Dashcams are increasingly recognized as reliable witnesses, providing clear, real-time evidence that helps reduce fraud and enhances road safety, Bader Law said in the report. (ALM archives)

Insurers say there is a 27% drop in disputed claims when dashcam footage is available, according to a recent study by Bader Law.

Dashcams help reduce fraudulent insurance claims by 15%, the data showed, while uncovering fraudulent claims in 20% of cases nationwide.

The National Highway Traffic Safety Administration (NHTSA) also credits the decrease to information provided by dashcam footage, while the Federal Highway Administration (FHWA) says the footage helped resolve 20% of accidents investigated by the administration.

States that have seen positive results from dashcam footage:

  • California dashcams helped resolved 30% of accident disputes.
  • New York dashcams lead to a 25% drop in auto fraud claims.
  • Police officers and insurance companies in Florida use dashcams in around 20% of accident investigations.
  • Texas reports that the usage of dashcam footage has reduced insurance fraud cases by 15%.
Dashcams are increasingly recognized as reliable witnesses, providing clear, real-time evidence that helps reduce fraud and enhances road safety, Bader Law said in the report. “Dashcams provide indisputable evidence in motor vehicle accidents, fundamentally transforming the insurance claims process."

The most common fraudulent locations:

  • Urban areas with heavy traffic — High-density cities with congested roads, e.g., Los Angeles, New York City, Miami. More opportunities for staged accidents.
  • Intersections and traffic signals — Fraudsters may brake suddenly or cause rear-end collisions at yellow lights or stop signs.
  • Highway off-ramps — Sudden traffic slowdowns make it easier to stage accidents.
  • Parking lots — Low-speed collisions in parking lots where fault determination is more challenging.
Meanwhile, eight out of 10 U.S. drivers think auto insurance has become too expensive for the average person.
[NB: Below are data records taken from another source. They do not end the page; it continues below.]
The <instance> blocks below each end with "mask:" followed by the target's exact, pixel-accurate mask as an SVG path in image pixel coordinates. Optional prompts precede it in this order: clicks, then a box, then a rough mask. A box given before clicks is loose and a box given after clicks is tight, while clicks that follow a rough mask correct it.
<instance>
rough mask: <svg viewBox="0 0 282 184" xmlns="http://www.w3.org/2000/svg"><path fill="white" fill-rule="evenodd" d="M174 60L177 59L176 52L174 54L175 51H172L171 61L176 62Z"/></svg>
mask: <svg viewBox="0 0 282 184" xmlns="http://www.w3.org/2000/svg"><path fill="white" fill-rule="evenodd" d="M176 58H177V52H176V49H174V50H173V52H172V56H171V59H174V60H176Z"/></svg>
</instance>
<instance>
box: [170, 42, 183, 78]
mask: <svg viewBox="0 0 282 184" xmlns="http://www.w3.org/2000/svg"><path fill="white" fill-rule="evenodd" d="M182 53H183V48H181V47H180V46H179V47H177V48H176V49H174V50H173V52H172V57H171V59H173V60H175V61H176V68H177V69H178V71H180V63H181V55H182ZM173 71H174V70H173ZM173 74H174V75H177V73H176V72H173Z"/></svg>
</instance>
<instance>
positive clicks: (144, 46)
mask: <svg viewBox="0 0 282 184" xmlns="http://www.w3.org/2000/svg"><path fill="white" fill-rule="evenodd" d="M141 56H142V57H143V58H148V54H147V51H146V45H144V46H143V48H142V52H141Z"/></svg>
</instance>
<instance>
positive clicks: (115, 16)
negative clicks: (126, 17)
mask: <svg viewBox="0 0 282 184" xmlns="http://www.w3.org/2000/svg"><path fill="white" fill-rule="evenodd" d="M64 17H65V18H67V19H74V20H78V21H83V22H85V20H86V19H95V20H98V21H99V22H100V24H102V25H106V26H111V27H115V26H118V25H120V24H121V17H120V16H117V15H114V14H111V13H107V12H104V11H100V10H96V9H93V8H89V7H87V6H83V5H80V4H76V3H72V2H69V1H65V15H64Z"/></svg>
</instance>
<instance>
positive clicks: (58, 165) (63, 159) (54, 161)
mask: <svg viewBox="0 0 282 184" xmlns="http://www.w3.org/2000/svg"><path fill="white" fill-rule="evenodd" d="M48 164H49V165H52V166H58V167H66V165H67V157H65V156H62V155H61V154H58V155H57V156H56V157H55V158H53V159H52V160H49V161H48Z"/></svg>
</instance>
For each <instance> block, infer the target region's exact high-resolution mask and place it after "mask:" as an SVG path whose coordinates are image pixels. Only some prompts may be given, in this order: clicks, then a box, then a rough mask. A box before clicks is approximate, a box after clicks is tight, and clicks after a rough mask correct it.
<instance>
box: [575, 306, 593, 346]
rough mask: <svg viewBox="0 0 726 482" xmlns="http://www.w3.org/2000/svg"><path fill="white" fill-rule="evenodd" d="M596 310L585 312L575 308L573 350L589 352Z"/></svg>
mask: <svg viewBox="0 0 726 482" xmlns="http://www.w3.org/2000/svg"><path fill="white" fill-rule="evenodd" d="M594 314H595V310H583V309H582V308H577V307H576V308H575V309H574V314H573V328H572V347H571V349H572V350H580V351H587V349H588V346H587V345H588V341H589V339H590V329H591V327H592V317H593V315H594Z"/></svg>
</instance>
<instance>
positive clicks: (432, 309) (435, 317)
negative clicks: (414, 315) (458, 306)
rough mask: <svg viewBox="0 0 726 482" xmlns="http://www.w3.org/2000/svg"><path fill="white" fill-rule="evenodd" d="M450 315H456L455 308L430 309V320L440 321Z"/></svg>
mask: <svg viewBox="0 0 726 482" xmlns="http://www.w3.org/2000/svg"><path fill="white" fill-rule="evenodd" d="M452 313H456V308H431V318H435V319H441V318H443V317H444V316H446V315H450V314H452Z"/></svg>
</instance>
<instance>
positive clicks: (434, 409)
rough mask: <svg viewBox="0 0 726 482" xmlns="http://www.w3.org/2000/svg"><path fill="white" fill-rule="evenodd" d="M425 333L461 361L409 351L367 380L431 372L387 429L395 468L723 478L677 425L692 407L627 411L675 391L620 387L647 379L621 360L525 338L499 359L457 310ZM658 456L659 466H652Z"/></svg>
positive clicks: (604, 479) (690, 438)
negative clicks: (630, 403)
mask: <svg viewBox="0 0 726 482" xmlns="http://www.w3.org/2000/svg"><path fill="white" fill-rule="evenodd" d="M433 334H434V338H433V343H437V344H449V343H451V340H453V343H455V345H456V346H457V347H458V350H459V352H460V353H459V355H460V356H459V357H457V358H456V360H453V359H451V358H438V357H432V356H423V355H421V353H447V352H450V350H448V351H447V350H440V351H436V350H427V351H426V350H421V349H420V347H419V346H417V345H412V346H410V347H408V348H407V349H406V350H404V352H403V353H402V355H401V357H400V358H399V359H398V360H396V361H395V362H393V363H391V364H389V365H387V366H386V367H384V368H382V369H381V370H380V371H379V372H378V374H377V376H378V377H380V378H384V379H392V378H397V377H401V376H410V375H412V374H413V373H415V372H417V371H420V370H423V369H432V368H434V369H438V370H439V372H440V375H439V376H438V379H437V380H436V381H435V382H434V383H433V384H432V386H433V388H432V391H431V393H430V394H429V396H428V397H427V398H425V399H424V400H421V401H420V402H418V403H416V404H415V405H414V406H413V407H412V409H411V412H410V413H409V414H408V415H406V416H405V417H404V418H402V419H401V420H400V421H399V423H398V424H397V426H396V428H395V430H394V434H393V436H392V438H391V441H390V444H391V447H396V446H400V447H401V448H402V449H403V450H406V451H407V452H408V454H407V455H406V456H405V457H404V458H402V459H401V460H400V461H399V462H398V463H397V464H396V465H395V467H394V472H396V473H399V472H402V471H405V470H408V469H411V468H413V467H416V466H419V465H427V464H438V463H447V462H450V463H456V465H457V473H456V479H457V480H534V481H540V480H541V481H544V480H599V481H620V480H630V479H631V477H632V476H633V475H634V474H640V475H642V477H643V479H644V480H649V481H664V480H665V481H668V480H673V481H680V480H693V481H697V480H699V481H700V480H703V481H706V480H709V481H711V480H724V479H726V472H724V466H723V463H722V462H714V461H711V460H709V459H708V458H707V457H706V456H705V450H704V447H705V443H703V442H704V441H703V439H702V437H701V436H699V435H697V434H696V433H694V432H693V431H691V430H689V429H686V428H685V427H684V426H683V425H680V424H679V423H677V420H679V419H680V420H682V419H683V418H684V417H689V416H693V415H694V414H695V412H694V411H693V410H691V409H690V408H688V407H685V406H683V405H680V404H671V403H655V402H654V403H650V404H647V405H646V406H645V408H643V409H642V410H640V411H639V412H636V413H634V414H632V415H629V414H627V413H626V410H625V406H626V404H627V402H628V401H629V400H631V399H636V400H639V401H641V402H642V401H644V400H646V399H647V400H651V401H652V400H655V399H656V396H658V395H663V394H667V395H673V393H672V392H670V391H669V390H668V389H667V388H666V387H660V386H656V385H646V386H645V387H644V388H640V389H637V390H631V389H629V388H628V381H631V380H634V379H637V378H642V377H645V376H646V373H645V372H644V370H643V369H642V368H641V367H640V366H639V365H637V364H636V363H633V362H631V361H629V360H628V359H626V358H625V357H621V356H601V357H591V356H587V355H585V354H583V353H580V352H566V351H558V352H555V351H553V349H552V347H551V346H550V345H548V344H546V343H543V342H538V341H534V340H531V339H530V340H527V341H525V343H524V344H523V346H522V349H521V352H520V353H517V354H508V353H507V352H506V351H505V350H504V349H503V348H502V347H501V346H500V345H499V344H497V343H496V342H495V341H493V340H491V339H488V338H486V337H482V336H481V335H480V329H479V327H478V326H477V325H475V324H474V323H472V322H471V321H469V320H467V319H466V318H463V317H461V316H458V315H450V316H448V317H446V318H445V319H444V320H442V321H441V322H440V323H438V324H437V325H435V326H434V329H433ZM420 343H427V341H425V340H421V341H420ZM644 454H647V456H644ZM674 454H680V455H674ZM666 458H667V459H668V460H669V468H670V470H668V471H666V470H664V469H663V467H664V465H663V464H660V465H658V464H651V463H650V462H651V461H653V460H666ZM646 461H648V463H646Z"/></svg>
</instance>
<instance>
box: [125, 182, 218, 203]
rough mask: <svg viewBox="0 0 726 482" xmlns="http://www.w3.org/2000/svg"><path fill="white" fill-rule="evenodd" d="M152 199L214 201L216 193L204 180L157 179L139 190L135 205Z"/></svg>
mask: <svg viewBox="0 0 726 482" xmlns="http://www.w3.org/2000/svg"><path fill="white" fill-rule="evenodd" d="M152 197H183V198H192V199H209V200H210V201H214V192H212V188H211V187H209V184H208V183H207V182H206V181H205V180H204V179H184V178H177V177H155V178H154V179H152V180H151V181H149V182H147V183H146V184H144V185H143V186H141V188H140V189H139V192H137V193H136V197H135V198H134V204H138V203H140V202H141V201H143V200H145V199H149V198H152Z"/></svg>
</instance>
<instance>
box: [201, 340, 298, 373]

The rising rates even has high earners making more than $129,000 per year on the move, with 49% shopping for better deals and 53% settling for less coverage than planned in 2024.

Despite the increase in premiums, Josh Damico, VP of insurance operations at Jerry, said 2025 is “poised to be a year of stabilization for car insurance rates.”

“While small rate increases of 2 to 3% are expected as the market returns to normal, this is a welcome shift after the 50% rise in rates over the last three years,” he added. “It is a sign of the market regaining balance and the ideal time for American drivers to explore new car insurance options.”